Total structural isomers of C₄H₁₀: 2
- n-Butane (butane)
- 2-Methylpropane (isobutane)
Why This Works
Structural (chain) isomers have the same molecular formula but different carbon skeletons. For C₄H₁₀, we systematically reduce the main chain length and check if branching gives a genuinely new arrangement.
The key insight: two structures are the same isomer if you can rotate or flip one to match the other. n-Butane written as CH₃CH₂CH₂CH₃ and reversed CH₃CH₂CH₂CH₃ is still one compound — so we don’t count mirror-written versions separately.
This systematic approach — longest chain first, then reduce by one carbon and branch — guarantees we don’t miss any isomer and don’t double-count. It’s the same method NCERT expects in board exams and JEE tests for larger formulas like C₅H₁₂ (3 isomers) and C₆H₁₄ (5 isomers).
Alternative Method
Use the branch counting approach instead of chain-length reduction.
Ask: how many carbons are in branches off the main chain?
- 0 branch carbons → all 4 in chain → n-butane
- 1 branch carbon → main chain has 3C, 1C branches off → 2-methylpropane
Can we have 2 branch carbons?

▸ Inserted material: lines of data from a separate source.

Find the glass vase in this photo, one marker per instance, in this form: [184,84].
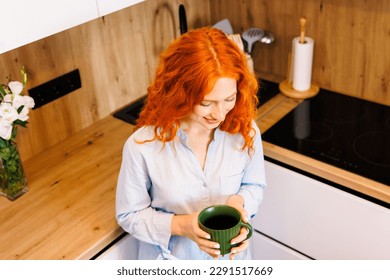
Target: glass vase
[13,182]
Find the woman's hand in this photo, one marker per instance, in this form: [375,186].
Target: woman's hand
[187,225]
[237,202]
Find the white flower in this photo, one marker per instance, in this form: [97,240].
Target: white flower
[8,98]
[28,101]
[17,102]
[5,130]
[16,87]
[23,114]
[8,114]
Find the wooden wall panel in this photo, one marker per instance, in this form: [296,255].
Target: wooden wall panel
[352,40]
[116,56]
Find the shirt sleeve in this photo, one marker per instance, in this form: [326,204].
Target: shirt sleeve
[254,182]
[133,202]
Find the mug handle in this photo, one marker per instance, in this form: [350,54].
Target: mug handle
[249,228]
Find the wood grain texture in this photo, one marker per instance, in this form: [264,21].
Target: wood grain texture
[116,55]
[352,40]
[69,211]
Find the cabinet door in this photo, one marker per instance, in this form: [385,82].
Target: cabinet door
[319,220]
[264,248]
[124,249]
[108,6]
[25,21]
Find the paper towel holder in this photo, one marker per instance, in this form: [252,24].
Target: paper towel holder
[286,86]
[287,89]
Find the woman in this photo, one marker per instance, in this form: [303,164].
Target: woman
[195,145]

That would mean a 2-carbon chain with two 1-carbon branches — draw it out and it collapses to 2-methylpropane written differently. So again, just 2 isomers.
For C₅H₁₂ (the next alkane), use the same method: 5-carbon chain (pentane), 4-carbon chain with 1-methyl branch (2-methylbutane), and 3-carbon chain with two methyl branches (2,2-dimethylpropane). Always work top-down from the longest chain.
Common Mistake
Students often draw n-butane in a bent or angled form and count it as a different isomer from the straight-chain form. A zigzag drawing of n-butane is the same compound — the carbon backbone is still an unbranched 4-carbon chain. Structural isomers differ in connectivity (which carbons are bonded to which), not in 3D shape or how you draw the chain on paper.
Also watch out for naming: 2-methylpropane is correct, not 1-methylpropane. If the branch is on C-1 of a 3-carbon chain, that carbon becomes part of the main chain, making it a 4-carbon chain (butane) — IUPAC rules force you to choose the longest chain as the parent.